However, it’s also possible to use an extended format if you have a custom NLU component and need metadata for your examples:

  1. nlu:
  2. - intent: greet
  3. examples:
  4. - text: |
  5. hi
  6. metadata:
  7. sentiment: neutral
  8. - text: |
  9. hey there!

The metadata key can contain arbitrary key-value data that is tied to an example and accessible by the components in the NLU pipeline. In the example above, the sentiment metadata could be used by a custom component in the pipeline for sentiment analysis.

You can also specify this metadata at the intent level:

  1. nlu:
  2. - intent: greet
  3. metadata:
  4. sentiment: neutral
  5. examples:
  6. - text: |
  7. hi
  8. - text: |
  9. hey there!

In this case, the content of the metadata key is passed to every intent example.

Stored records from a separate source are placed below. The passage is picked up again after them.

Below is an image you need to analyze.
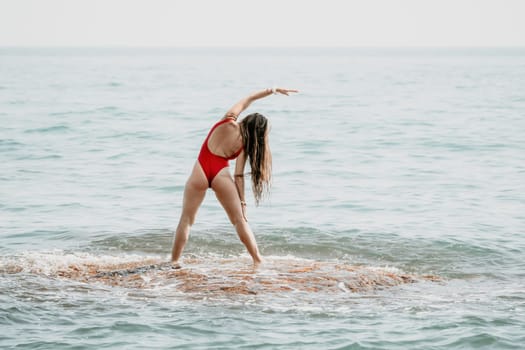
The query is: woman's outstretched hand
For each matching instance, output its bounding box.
[275,88,299,96]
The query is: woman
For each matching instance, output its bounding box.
[171,88,297,266]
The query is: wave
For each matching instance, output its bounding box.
[0,251,439,296]
[85,227,525,278]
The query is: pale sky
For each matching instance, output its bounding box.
[0,0,525,46]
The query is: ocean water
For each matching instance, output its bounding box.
[0,48,525,349]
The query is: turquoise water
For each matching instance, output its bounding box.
[0,48,525,349]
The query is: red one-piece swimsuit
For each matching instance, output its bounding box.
[198,118,243,187]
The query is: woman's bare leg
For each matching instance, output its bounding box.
[211,168,262,266]
[171,162,208,263]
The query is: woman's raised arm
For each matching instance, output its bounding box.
[224,88,298,119]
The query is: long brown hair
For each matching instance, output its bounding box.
[239,113,272,205]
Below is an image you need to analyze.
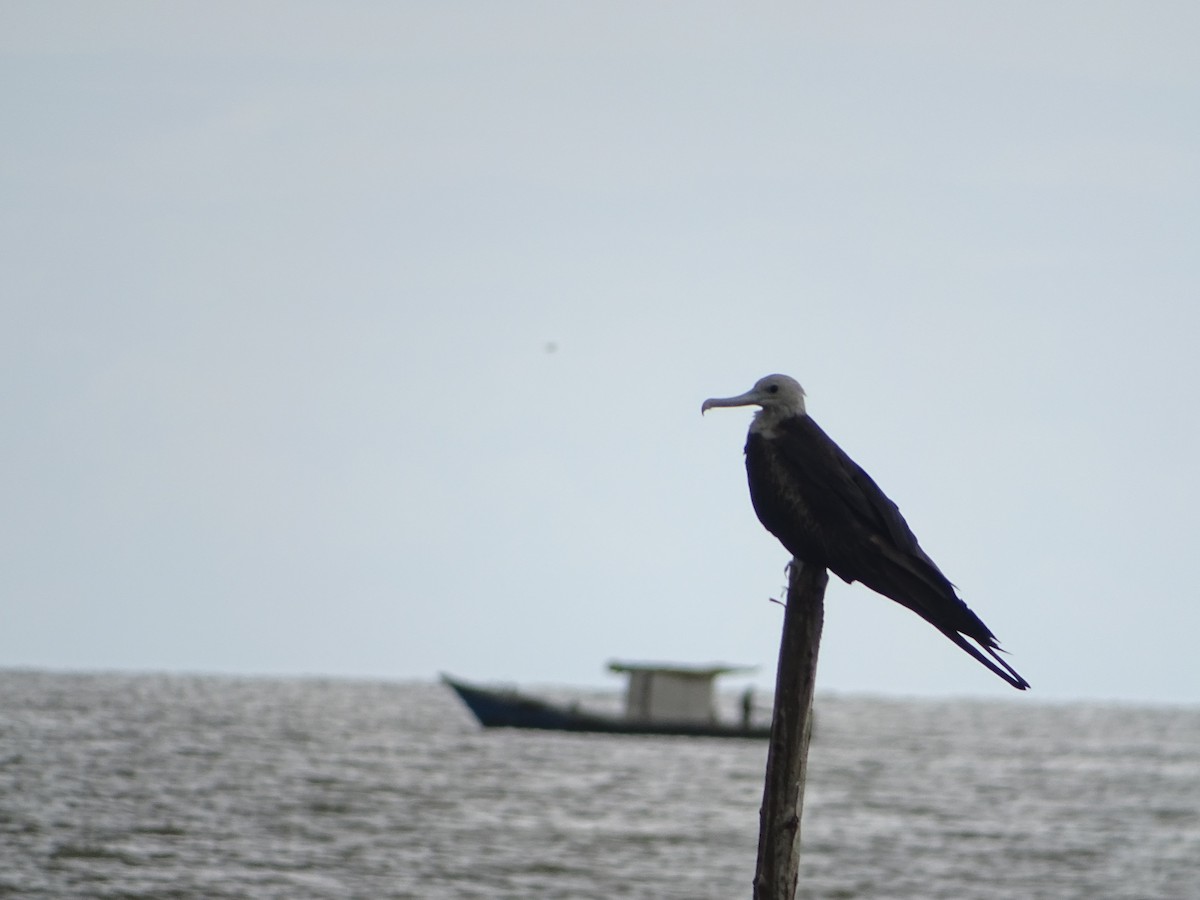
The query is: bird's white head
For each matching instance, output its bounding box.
[700,374,808,431]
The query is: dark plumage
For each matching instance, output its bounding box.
[701,374,1030,690]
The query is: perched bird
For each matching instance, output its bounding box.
[701,374,1030,690]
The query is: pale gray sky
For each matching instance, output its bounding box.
[0,1,1200,702]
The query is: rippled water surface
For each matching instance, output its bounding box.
[0,671,1200,900]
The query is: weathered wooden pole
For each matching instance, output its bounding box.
[754,559,829,900]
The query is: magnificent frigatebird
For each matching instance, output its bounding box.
[700,374,1030,690]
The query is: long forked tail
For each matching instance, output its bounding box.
[938,629,1030,691]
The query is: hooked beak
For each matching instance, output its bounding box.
[700,390,762,415]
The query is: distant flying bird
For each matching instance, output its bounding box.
[700,374,1030,690]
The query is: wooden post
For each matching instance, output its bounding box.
[754,559,829,900]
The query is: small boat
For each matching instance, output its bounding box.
[442,662,770,738]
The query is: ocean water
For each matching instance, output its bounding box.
[0,671,1200,900]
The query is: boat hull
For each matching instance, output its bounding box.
[442,676,770,738]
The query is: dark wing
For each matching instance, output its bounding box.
[746,415,1028,689]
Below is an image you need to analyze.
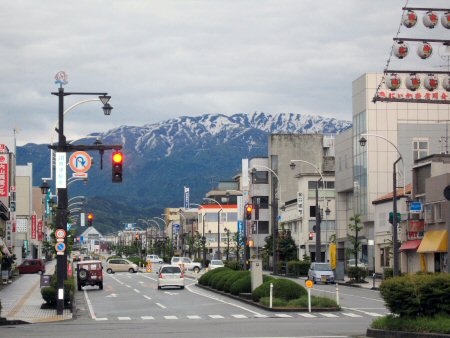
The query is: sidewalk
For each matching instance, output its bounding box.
[0,260,72,325]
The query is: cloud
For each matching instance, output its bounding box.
[0,0,448,144]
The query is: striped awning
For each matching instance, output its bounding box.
[417,230,448,253]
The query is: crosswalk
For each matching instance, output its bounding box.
[94,311,386,321]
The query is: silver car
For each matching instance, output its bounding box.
[308,263,334,284]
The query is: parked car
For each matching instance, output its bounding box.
[170,257,202,272]
[157,265,184,290]
[106,258,139,273]
[145,255,164,264]
[308,263,334,284]
[17,259,45,274]
[347,258,367,269]
[77,260,103,291]
[208,259,225,270]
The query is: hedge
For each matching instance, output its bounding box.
[380,273,450,317]
[252,279,307,302]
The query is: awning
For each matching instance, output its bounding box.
[417,230,448,253]
[399,239,422,251]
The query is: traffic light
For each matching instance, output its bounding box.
[389,211,402,224]
[112,151,123,183]
[88,213,94,226]
[245,204,253,219]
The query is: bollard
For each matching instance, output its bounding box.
[269,283,273,308]
[336,283,339,306]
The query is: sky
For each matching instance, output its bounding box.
[0,0,450,145]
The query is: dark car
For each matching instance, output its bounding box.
[17,259,45,274]
[77,260,103,291]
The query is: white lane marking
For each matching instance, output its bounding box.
[83,290,97,319]
[164,316,178,319]
[231,315,247,319]
[342,312,362,318]
[187,316,201,319]
[186,284,261,315]
[317,312,339,318]
[208,315,224,319]
[141,316,155,320]
[342,307,385,317]
[108,274,125,285]
[139,274,158,282]
[275,313,292,318]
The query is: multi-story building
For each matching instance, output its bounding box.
[336,73,450,270]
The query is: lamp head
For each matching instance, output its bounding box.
[40,181,50,195]
[359,136,367,147]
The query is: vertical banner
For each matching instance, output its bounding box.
[38,220,43,241]
[31,215,36,239]
[0,154,9,197]
[184,187,190,209]
[55,152,67,189]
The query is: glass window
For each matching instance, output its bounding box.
[413,139,428,161]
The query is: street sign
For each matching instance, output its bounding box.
[69,151,91,173]
[55,242,66,255]
[55,229,66,239]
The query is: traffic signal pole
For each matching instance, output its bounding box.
[49,84,122,315]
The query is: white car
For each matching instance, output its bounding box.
[209,259,225,270]
[170,257,202,273]
[145,255,164,264]
[157,265,184,290]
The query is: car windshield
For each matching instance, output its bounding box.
[314,264,331,271]
[161,266,181,273]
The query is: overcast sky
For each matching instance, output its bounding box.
[0,0,450,145]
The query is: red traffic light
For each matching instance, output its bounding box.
[113,151,123,163]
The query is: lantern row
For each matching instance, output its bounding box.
[402,9,450,29]
[386,73,450,92]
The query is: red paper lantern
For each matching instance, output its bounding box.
[422,11,439,28]
[386,74,402,91]
[394,41,409,59]
[417,42,433,59]
[441,12,450,29]
[405,74,420,92]
[402,10,417,28]
[423,74,439,92]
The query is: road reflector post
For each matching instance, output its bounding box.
[269,283,273,308]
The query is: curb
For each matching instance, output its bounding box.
[366,328,450,338]
[195,283,340,312]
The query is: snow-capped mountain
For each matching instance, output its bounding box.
[17,113,351,234]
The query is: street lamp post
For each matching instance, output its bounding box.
[356,134,406,277]
[289,160,325,263]
[203,197,223,259]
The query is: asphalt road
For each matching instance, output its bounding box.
[0,272,387,338]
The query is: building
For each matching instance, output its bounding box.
[336,73,450,271]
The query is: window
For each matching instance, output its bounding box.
[252,171,269,184]
[413,139,428,161]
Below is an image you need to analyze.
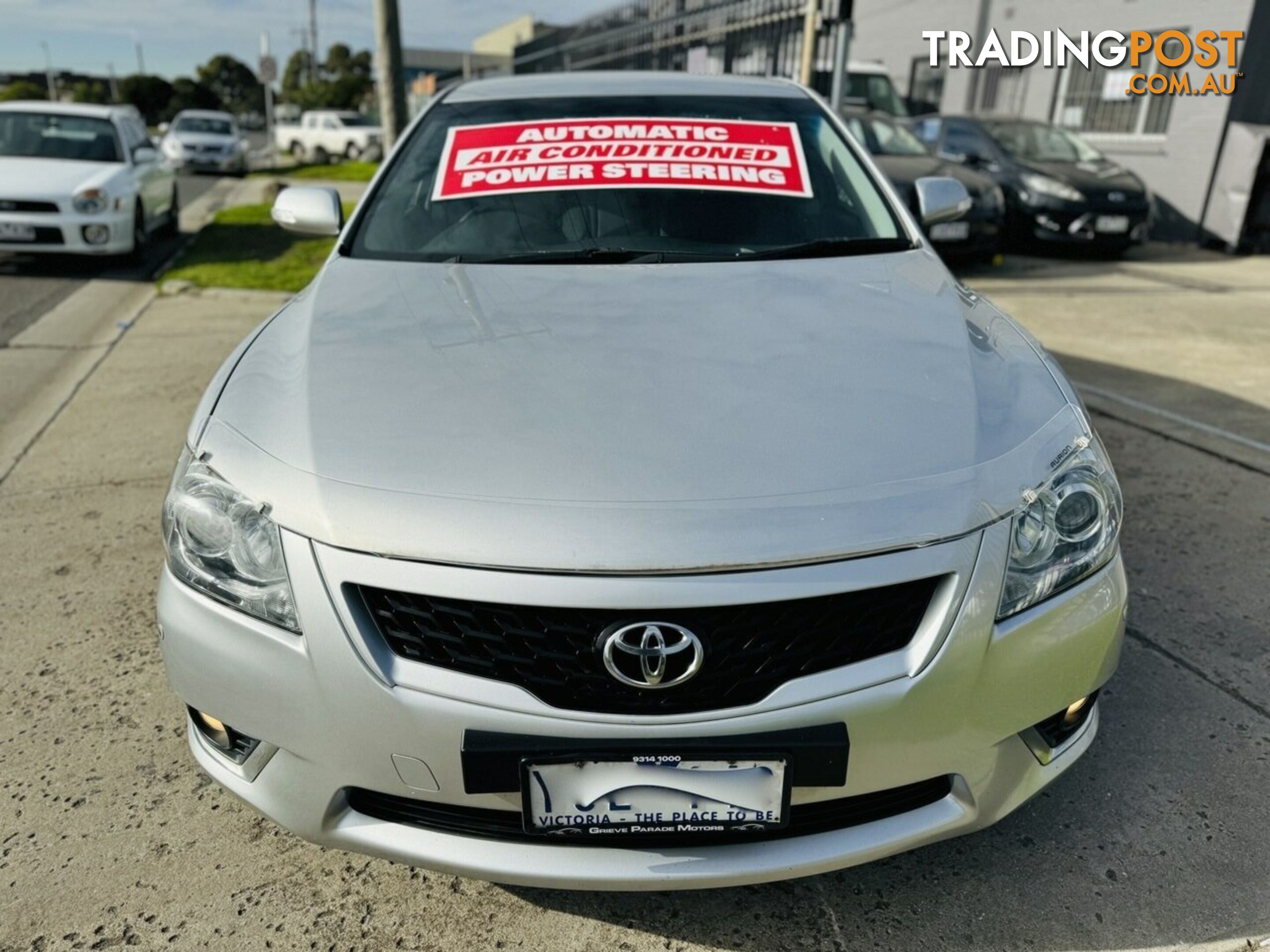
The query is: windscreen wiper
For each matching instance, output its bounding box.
[738,238,917,261]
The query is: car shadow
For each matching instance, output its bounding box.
[501,354,1270,952]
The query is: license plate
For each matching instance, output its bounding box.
[931,221,970,241]
[522,754,788,841]
[0,222,36,241]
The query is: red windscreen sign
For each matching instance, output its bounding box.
[432,118,811,201]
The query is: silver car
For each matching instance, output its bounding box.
[159,72,1127,890]
[160,109,248,175]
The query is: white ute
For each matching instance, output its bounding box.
[274,109,384,164]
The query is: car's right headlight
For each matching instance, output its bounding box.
[71,188,111,215]
[1019,174,1085,202]
[997,437,1124,619]
[163,450,300,632]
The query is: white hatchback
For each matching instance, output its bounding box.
[0,101,178,255]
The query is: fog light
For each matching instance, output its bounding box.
[189,707,260,764]
[1027,691,1098,763]
[1063,697,1090,727]
[84,225,111,245]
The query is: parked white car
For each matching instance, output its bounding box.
[274,109,384,163]
[161,109,247,175]
[0,101,179,255]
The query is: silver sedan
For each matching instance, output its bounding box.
[159,74,1127,890]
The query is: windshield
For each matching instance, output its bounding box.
[0,112,123,163]
[172,115,234,136]
[843,72,908,115]
[352,97,908,263]
[847,115,930,155]
[983,122,1102,163]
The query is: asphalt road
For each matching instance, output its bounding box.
[0,175,218,346]
[0,247,1270,952]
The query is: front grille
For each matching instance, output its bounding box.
[347,777,952,847]
[0,198,57,213]
[355,579,938,714]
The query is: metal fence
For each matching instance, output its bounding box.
[513,0,851,94]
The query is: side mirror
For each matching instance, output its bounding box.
[917,175,974,225]
[272,188,344,235]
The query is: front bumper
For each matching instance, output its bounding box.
[1015,199,1150,248]
[165,152,247,173]
[0,205,132,255]
[159,524,1127,890]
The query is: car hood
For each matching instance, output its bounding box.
[203,250,1085,571]
[1020,159,1146,199]
[0,156,123,201]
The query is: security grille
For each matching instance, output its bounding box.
[1053,30,1189,136]
[513,0,851,93]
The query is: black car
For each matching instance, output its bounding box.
[912,115,1150,254]
[843,113,1006,260]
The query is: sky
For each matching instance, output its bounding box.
[0,0,613,79]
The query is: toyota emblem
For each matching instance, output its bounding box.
[599,622,706,689]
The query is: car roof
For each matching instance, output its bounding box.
[173,109,234,122]
[0,99,137,119]
[446,70,807,103]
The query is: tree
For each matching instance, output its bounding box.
[0,80,48,103]
[198,53,264,113]
[282,43,375,109]
[120,74,175,126]
[164,76,224,119]
[282,49,312,99]
[71,80,111,103]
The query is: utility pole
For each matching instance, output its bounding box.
[798,0,820,86]
[965,0,992,113]
[375,0,407,152]
[39,39,57,103]
[309,0,318,82]
[829,20,853,115]
[260,30,278,169]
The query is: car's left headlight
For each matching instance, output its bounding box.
[1019,174,1085,202]
[997,435,1124,619]
[163,450,300,632]
[71,188,111,215]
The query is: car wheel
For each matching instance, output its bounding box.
[163,183,180,238]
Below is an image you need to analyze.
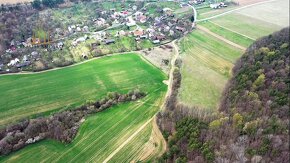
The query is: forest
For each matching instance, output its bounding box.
[158,28,290,163]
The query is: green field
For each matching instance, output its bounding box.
[0,54,167,162]
[199,21,254,47]
[0,54,166,125]
[211,13,281,39]
[179,30,242,110]
[0,93,165,163]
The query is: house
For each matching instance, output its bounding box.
[138,15,147,23]
[175,26,186,32]
[77,27,82,32]
[140,35,148,39]
[126,19,136,27]
[22,55,29,62]
[133,29,144,37]
[7,58,19,66]
[118,30,126,36]
[95,18,106,26]
[180,3,188,7]
[57,42,64,49]
[152,40,160,44]
[83,26,89,32]
[162,7,173,15]
[16,61,31,68]
[105,39,115,45]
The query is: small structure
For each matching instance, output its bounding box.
[180,3,188,7]
[7,58,19,66]
[175,26,186,32]
[16,61,31,68]
[133,30,144,37]
[152,40,160,44]
[105,39,115,45]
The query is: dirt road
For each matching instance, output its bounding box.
[196,25,247,51]
[161,40,179,110]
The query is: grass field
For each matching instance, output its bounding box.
[199,21,254,47]
[0,93,165,163]
[0,54,165,125]
[179,30,242,110]
[0,54,167,162]
[212,13,281,39]
[237,0,290,28]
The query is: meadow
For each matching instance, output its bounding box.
[0,54,167,162]
[0,91,166,163]
[0,54,166,125]
[179,30,242,110]
[199,21,255,47]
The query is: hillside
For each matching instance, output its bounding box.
[158,28,289,162]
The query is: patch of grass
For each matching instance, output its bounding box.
[200,21,254,47]
[0,54,166,125]
[211,13,281,39]
[0,91,166,162]
[110,123,152,163]
[179,31,242,110]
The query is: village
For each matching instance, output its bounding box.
[0,0,230,73]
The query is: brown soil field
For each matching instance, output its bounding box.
[234,0,266,5]
[0,0,33,4]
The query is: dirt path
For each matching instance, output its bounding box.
[196,0,277,22]
[161,40,179,110]
[196,25,247,51]
[103,40,179,163]
[103,117,153,163]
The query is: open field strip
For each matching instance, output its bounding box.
[237,0,290,28]
[0,54,167,162]
[196,25,246,51]
[179,30,242,110]
[199,21,254,49]
[211,13,281,39]
[0,54,165,125]
[198,0,278,22]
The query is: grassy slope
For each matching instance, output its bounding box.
[199,21,254,47]
[0,54,165,125]
[179,31,242,109]
[0,92,164,162]
[212,13,281,39]
[0,55,167,162]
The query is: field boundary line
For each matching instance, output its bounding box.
[208,20,256,41]
[196,25,247,51]
[103,115,155,163]
[197,0,278,22]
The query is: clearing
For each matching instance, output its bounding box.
[179,30,242,110]
[0,54,166,125]
[0,54,167,162]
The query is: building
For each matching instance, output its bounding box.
[105,39,115,45]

If you want to specify retrieval intents, then your NLU examples will look as follows:

  1. nlu:
  2. - intent: chitchat/ask_name
  3. examples: |
  4. - What is your name?
  5. - May I know your name?
  6. - What do people call you?
  7. - Do you have a name for yourself?
  8. - intent: chitchat/ask_weather
  9. examples: |
  10. - What's the weather like today?
  11. - Does it look sunny outside today?
  12. - Oh, do you mind checking the weather for me please?
  13. - I like sunny days in Berlin.

All retrieval intents have a suffix added to them which identifies a particular response key for your assistant. In the above example, ask_name and ask_weather are the suffixes. The suffix is separated from the retrieval intent name by a / delimiter.

:::info

💡 SPECIAL MEANING OF /

As shown in the above examples, the / symbol is reserved as a delimiter to separate retrieval intents from their associated response keys. Make sure not to use it in the name of your intents. :::

2.2 Entities

Entities are structured pieces of information that can be extracted from a user’s message.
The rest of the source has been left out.